Pendant les rigueurs hivernales, alors qu’on se réfugiait dans la minuscule mais chaleureuse librairie Greenwich dédiée aux auteurs étrangers (petite mais au choix sûr), un titre étonnant nous arrêta sur la table des sélections : Dans le jardin des martyrs nord-américains. Ajoutez à cela une couverture à la blanche sobriété avec un arbre dénudé rouge et vert (tout aussi hivernal), le nom d’un auteur lupin (Tobias Wolff, avec deux f), une maison d’édition qui choisit une patte d’ours comme logo et une petite étiquette « recommandé » glissée entre deux pages par le taulier en personne, et notre curiosité était piquée.

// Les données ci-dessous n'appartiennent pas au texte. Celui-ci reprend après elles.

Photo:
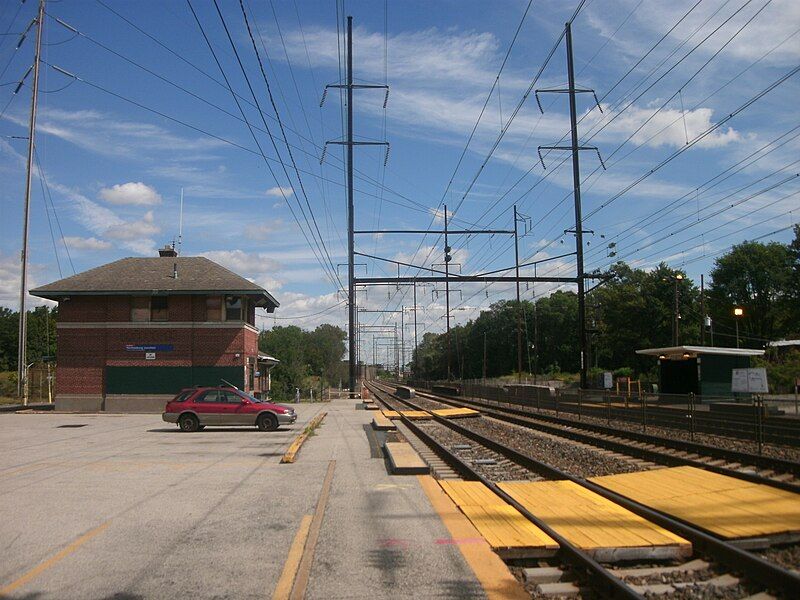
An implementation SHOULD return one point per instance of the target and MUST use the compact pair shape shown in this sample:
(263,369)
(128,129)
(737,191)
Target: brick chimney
(168,251)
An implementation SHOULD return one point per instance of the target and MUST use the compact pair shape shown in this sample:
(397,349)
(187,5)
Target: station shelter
(701,370)
(134,332)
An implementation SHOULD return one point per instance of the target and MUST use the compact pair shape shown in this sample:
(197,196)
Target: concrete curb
(18,407)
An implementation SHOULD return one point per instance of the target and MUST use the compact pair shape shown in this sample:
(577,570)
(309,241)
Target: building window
(233,308)
(213,308)
(159,308)
(251,312)
(140,309)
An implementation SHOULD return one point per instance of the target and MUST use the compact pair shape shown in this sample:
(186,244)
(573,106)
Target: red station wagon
(195,408)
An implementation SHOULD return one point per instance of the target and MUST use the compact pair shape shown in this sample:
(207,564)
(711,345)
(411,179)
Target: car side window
(230,397)
(209,396)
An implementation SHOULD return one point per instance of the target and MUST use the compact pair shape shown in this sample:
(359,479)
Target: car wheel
(189,423)
(267,422)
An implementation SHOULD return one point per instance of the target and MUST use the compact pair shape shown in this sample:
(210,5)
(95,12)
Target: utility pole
(576,179)
(519,302)
(350,143)
(484,358)
(351,288)
(702,310)
(447,258)
(575,149)
(22,367)
(402,340)
(415,320)
(535,333)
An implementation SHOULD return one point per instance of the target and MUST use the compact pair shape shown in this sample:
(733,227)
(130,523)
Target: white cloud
(90,243)
(134,230)
(438,214)
(259,231)
(9,283)
(258,267)
(109,135)
(279,191)
(136,193)
(669,127)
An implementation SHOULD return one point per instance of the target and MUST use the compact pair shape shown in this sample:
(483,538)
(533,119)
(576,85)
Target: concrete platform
(382,423)
(456,413)
(125,506)
(729,507)
(603,529)
(404,460)
(416,414)
(509,533)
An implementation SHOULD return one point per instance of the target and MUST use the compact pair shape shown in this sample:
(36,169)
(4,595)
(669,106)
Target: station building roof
(157,276)
(699,351)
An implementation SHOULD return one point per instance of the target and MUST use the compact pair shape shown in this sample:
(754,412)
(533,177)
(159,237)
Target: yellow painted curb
(294,448)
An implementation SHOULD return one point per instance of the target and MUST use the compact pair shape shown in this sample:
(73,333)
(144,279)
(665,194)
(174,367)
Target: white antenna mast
(180,225)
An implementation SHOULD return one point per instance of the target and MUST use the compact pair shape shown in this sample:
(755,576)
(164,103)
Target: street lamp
(676,332)
(738,313)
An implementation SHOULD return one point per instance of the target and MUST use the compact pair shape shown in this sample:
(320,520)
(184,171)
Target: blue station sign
(149,347)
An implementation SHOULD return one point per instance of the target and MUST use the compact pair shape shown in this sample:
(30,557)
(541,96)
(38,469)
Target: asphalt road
(144,511)
(127,507)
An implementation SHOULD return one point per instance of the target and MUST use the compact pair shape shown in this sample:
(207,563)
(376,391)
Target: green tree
(636,310)
(41,340)
(761,279)
(287,344)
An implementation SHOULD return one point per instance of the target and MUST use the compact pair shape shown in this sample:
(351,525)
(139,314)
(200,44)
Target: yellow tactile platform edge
(500,524)
(727,506)
(496,580)
(586,519)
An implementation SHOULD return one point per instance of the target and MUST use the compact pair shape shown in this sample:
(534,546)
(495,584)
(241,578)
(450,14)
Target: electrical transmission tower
(575,148)
(349,143)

A l’intérieur de ce bel ouvrage à glisser dans une poche de manteau, paru chez la maison d’édition Gallmeister dans la collection Totem, douze nouvelles éditées sous la forme d’un recueil en 1981 aux États-Unis (précédemment publiées entre 1976 et 1981). Les éditions Gallmeister, qui se consacrent à la découverte des multiples facettes de la littérature américaine (la collection inaugurale des éditions Nature Writing autour du mouvement du même nom initié par H.D. Thoreau mêlant observations subtiles de la nature et narration, étant désormais rejointe par Noire et Néonoir qui en décryptent les faces sombres et nous invitent dans les « dédales obscurs de la société américaine à travers leurs romans policiers » ainsi qu’Americana qui interroge en profondeur les failles de l’American Way of Life par l’intermédiaire d’auteurs souvent frondeurs) ont choisi de republier le texte dans une nouvelle traduction (par François Happe) et de le rendre à nouveau disponible. La première parution française aux éditions Alinea sous le titre Chasseurs dans la neige datait en effet de 1987. Quant à la version poche 10/18, elle n’incluait que 10 nouvelles sur les 12 du recueil original et n’était dégotable que d’occasion… et avec beaucoup de chance.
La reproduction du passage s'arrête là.